Greeting

I am writing a bash code to convert decimal to binary from a file name (Ex: 023-124.grf) and unfortunately, I only need to only convert the last 3 numbers of the file without interfering with the first bit (it looks something like this: 124.grf) I had already tried using cut but it is only ethical with a text file and as for grepping, i am still trying to figure out on using this command since I am still relatively new to bash Is there a way to single out the first bit of the filename ?

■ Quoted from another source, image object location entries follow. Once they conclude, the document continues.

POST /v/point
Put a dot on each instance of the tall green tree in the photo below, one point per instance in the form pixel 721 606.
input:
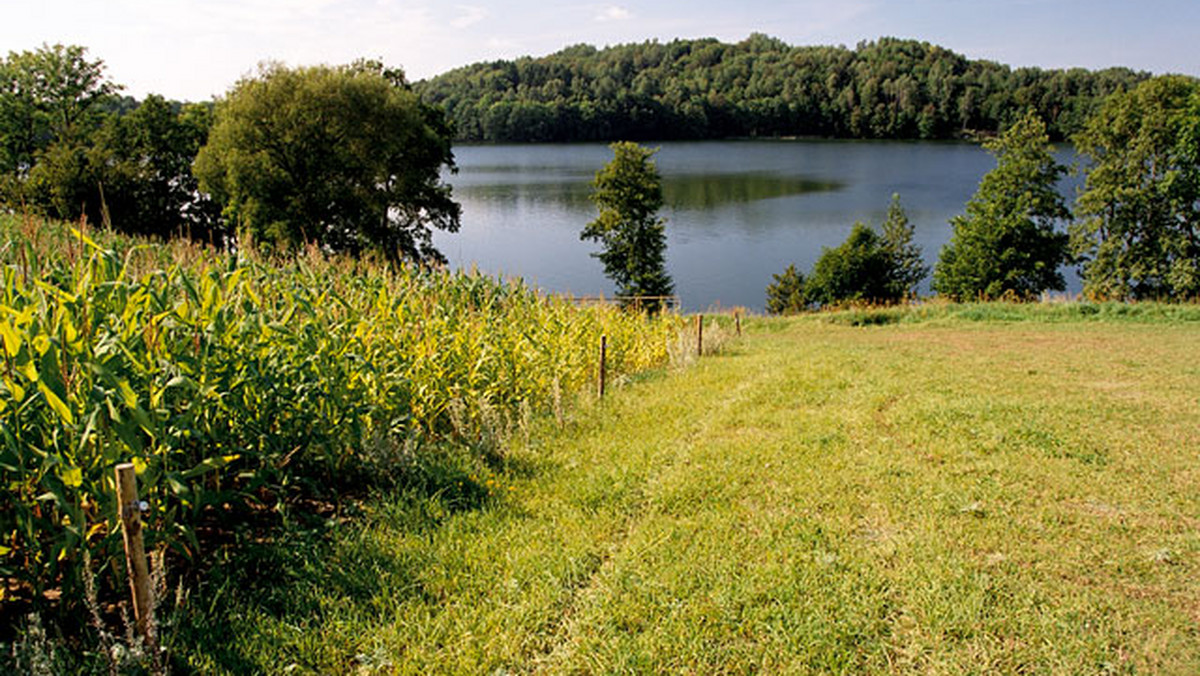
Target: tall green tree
pixel 345 157
pixel 142 162
pixel 1007 241
pixel 1138 231
pixel 909 267
pixel 785 294
pixel 52 102
pixel 857 270
pixel 628 192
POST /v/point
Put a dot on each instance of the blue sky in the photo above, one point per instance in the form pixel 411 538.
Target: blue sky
pixel 195 49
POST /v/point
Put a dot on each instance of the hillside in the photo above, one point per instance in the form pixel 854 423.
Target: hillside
pixel 695 89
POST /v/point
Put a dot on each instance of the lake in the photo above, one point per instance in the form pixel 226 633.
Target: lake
pixel 737 210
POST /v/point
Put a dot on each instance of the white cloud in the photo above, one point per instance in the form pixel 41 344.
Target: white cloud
pixel 613 13
pixel 469 16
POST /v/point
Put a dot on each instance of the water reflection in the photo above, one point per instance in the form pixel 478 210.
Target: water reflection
pixel 709 191
pixel 736 211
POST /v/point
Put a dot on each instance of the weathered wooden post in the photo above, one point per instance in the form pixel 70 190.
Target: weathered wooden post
pixel 135 549
pixel 604 358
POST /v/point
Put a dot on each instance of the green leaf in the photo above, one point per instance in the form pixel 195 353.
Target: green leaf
pixel 72 477
pixel 57 404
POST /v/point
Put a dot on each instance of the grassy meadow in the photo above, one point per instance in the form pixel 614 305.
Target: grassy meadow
pixel 963 490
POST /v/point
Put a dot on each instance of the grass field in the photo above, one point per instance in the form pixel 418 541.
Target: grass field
pixel 936 496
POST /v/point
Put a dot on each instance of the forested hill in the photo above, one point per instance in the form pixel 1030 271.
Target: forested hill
pixel 693 89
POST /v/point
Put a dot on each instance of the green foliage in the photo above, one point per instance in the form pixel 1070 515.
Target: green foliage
pixel 867 268
pixel 72 149
pixel 909 267
pixel 957 497
pixel 861 269
pixel 143 163
pixel 51 105
pixel 228 381
pixel 629 193
pixel 1139 215
pixel 786 294
pixel 345 157
pixel 760 87
pixel 48 96
pixel 1007 243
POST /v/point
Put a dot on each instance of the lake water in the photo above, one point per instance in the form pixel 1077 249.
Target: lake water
pixel 737 211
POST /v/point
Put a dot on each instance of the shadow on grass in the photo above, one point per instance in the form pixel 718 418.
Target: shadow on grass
pixel 262 602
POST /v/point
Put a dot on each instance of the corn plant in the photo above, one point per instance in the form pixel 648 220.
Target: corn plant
pixel 226 378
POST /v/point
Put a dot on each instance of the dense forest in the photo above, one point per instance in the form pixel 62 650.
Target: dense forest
pixel 694 89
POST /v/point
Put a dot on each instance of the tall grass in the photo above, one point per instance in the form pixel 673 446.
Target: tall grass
pixel 232 380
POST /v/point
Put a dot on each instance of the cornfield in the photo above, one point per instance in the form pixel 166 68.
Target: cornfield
pixel 225 378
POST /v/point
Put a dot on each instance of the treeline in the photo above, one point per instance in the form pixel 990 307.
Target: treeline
pixel 71 147
pixel 343 157
pixel 697 89
pixel 1134 232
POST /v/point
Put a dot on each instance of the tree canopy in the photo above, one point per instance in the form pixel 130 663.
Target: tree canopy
pixel 868 267
pixel 1007 241
pixel 628 192
pixel 1139 215
pixel 345 157
pixel 690 89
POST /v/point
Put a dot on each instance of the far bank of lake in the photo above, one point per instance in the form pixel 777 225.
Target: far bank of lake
pixel 737 210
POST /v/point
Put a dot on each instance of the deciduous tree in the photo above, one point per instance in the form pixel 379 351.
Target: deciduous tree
pixel 1007 241
pixel 345 157
pixel 629 193
pixel 1139 215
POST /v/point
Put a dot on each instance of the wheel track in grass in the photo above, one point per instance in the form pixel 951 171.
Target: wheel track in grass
pixel 557 653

CodePudding user response：

Well, I'm not sure you completely specified your problem, but luckily, even a very general variation of it can be solved fairly easily, considering that grep allows you to match both digit and non-digit characters.

So to match "the last 3 consecutive digits that are not succeeded by a digit" in any text (even if it looks like "234_blablabla_lololol_343123_blablabla_abc.ext" or "blabla_987123, rather than "555-123.ext"), you could literally translate the quoted definition to a regular expression, and get "123", by using [0-9] to match a digit and [^0-9] to match a non-digit. The latter serves the purpose of narrowing your digits down to the last ones present in the text, by stating that only non-digits may (optionally) succeed them.

E.g.:

echo 234_blablabla_lololol_343999_blablabla_abc.txt | grep '[0-9][0-9][0-9][^0-9]*$' | grep '^...'

999

Of course, there are many other ways to do this. For instance, grep has a -P flag to enable the most powerful kind of regular expression syntax it supports, namely Perl regex. With this, you can avoid a lot of redundant code.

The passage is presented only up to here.